Allegro - AI Video Models Tool
Overview
Allegro is an open-source text-to-video generation model from RhymesAI that converts short natural-language prompts into high-quality, 6-second videos at 15 frames per second and 720×1280 resolution. The system combines a compact VideoVAE encoder for spatio-temporal compression with a scaled Diffusion Transformer (VideoDiT) backbone to produce temporally coherent, detailed motion in a constrained short-clip format. ([huggingface.co](https://huggingface.co/blog/RhymesAI/allegro)) Designed for research and creative prototyping, Allegro ships with full weights and inference/training code under an Apache-2.0 license and is integrated with the Diffusers ecosystem for easier use. The released model configuration includes a 175M-parameter VideoVAE and a 2.8B-parameter Diffusion Transformer; the design targets efficiency (single-GPU BF16 inference with CPU offload) while enabling visually rich outputs like close-ups, animal motion, and imaginative scenes. The project also provides multi-card inference recipes and optional 30 FPS interpolation (EMA-VFI) to improve playback smoothness. ([huggingface.co](https://huggingface.co/blog/RhymesAI/allegro))
Key Features
- Open-source release with full weights and Apache-2.0 license.

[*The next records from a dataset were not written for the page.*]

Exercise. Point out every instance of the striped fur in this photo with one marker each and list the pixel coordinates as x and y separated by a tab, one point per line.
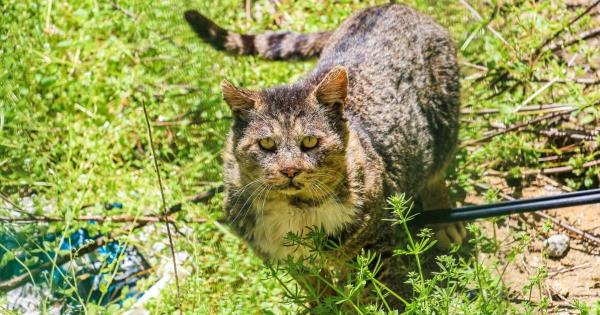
269	45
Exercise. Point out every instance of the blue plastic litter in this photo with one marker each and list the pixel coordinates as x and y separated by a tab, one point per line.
95	279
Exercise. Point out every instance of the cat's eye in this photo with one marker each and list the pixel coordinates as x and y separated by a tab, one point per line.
309	142
267	144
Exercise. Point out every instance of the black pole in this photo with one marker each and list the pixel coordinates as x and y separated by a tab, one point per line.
509	207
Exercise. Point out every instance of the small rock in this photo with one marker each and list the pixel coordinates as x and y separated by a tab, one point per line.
556	245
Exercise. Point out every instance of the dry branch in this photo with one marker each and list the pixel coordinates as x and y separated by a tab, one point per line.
529	108
538	50
544	171
515	127
575	39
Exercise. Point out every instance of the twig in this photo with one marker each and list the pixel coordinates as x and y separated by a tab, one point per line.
164	206
98	218
563	270
544	171
249	9
515	127
555	133
115	5
577	38
568	227
538	50
15	206
478	16
21	279
554	107
584	81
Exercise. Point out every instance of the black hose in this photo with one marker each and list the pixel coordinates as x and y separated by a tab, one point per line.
509	207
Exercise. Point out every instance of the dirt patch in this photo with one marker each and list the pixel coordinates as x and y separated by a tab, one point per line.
575	276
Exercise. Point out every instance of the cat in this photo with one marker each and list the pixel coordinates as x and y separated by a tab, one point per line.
377	116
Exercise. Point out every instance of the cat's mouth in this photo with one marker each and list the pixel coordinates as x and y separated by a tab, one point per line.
291	187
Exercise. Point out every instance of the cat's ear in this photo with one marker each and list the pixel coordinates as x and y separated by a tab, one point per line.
239	100
333	88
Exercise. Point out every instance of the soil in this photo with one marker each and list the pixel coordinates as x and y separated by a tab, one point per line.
575	276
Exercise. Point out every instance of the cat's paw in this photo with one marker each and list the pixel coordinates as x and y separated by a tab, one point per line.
448	234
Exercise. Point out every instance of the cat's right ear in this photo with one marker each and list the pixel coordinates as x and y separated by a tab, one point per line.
240	100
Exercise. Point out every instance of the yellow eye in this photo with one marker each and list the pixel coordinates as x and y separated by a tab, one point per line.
309	142
267	144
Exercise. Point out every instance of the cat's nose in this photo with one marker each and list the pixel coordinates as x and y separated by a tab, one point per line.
290	171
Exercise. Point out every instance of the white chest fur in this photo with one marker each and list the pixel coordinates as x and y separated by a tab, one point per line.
279	218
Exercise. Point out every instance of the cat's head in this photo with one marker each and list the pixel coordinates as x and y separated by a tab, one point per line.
291	139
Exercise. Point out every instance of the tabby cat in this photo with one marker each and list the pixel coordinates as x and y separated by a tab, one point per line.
377	116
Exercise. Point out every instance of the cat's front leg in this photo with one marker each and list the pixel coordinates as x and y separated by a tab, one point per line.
435	195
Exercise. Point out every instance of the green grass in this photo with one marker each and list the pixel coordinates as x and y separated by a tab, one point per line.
73	75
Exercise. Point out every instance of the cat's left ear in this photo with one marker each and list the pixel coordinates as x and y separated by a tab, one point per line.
333	88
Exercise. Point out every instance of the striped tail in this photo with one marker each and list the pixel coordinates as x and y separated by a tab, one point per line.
269	45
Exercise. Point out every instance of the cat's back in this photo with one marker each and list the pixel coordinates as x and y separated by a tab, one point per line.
404	87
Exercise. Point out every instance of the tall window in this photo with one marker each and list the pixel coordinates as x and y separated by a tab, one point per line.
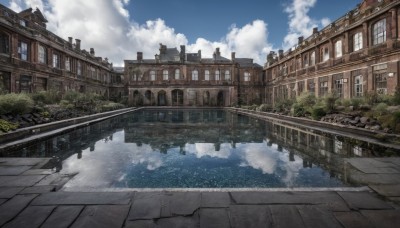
67	64
42	54
338	49
165	74
227	75
177	74
4	44
56	60
23	50
379	32
217	78
246	76
206	75
195	75
357	41
312	58
152	75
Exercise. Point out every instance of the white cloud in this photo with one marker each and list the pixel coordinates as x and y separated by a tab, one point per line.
300	24
107	27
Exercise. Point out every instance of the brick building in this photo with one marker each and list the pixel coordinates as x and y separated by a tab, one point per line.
33	59
355	54
178	78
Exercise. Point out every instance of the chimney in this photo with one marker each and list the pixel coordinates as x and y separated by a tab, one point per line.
139	56
301	38
78	44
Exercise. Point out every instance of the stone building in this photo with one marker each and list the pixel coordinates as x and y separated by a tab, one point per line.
34	59
356	54
175	78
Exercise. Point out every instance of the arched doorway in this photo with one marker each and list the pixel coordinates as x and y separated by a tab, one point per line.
206	98
149	98
162	98
220	99
177	97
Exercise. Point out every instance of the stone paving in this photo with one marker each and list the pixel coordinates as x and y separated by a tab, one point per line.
31	197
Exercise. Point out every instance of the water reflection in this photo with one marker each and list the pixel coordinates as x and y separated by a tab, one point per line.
198	148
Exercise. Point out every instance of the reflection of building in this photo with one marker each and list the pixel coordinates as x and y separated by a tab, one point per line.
179	78
34	59
355	54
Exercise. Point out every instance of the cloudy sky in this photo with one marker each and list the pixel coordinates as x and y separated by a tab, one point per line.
117	29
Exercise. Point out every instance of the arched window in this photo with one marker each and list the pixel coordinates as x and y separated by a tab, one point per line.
195	75
227	75
177	74
379	32
206	75
165	74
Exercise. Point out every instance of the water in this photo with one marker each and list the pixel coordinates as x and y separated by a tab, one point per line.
198	149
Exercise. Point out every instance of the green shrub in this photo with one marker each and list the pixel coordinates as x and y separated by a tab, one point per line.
13	103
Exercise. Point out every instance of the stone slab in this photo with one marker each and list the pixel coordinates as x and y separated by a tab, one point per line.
19	181
286	216
146	205
250	216
38	189
32	217
392	190
13	170
215	199
9	192
214	218
352	219
317	216
62	217
12	207
83	198
363	200
331	199
103	216
383	218
180	203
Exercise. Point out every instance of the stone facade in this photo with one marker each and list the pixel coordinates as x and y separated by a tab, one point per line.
177	78
357	54
34	59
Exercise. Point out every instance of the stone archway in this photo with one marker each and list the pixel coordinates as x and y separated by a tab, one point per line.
162	98
177	97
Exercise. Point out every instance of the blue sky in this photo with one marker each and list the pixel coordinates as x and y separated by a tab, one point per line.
117	29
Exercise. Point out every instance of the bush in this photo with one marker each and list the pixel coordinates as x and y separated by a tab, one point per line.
13	103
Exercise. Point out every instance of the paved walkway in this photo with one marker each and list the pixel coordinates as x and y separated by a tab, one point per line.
30	197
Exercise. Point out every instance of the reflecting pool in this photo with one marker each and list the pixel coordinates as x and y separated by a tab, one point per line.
198	149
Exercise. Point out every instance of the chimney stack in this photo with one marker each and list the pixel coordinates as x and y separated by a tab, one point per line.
139	56
78	44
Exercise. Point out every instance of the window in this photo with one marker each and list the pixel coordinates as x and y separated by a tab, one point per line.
338	49
195	75
312	58
42	54
177	74
56	60
4	44
217	75
227	75
323	86
165	74
67	64
23	50
206	75
379	32
357	41
246	76
152	75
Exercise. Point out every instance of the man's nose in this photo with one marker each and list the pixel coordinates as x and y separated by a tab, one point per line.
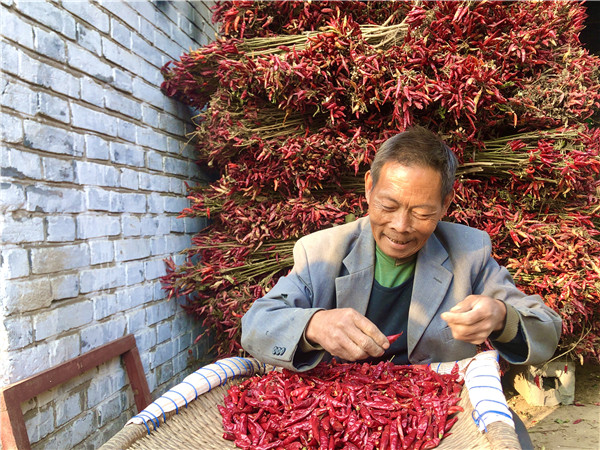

- Generates 6-second videos from single text prompts at 15 FPS, 720×1280 resolution.
- VideoVAE compresses spatio-temporal data (175M VAE) to reduce generator sequence length.
- 2.8B-parameter Diffusion Transformer (VideoDiT) with 3D attention for spatial-temporal coherence.
- Supports BF16/FP16/FP32 precisions and sequential CPU offload to lower GPU memory footprint.
- Includes image-to-video variant (Allegro-TI2V) for first-frame / last-frame conditioned generation.
- Multi-card inference recipes and VideoSys optimizations to reduce runtime on clusters.
Example Usage
Example (python):
import torch
from diffusers import AutoencoderKLAllegro, AllegroPipeline
from diffusers.utils import export_to_video
# load VAE (float32 recommended) and pipeline (BF16/FP32 OK for DiT)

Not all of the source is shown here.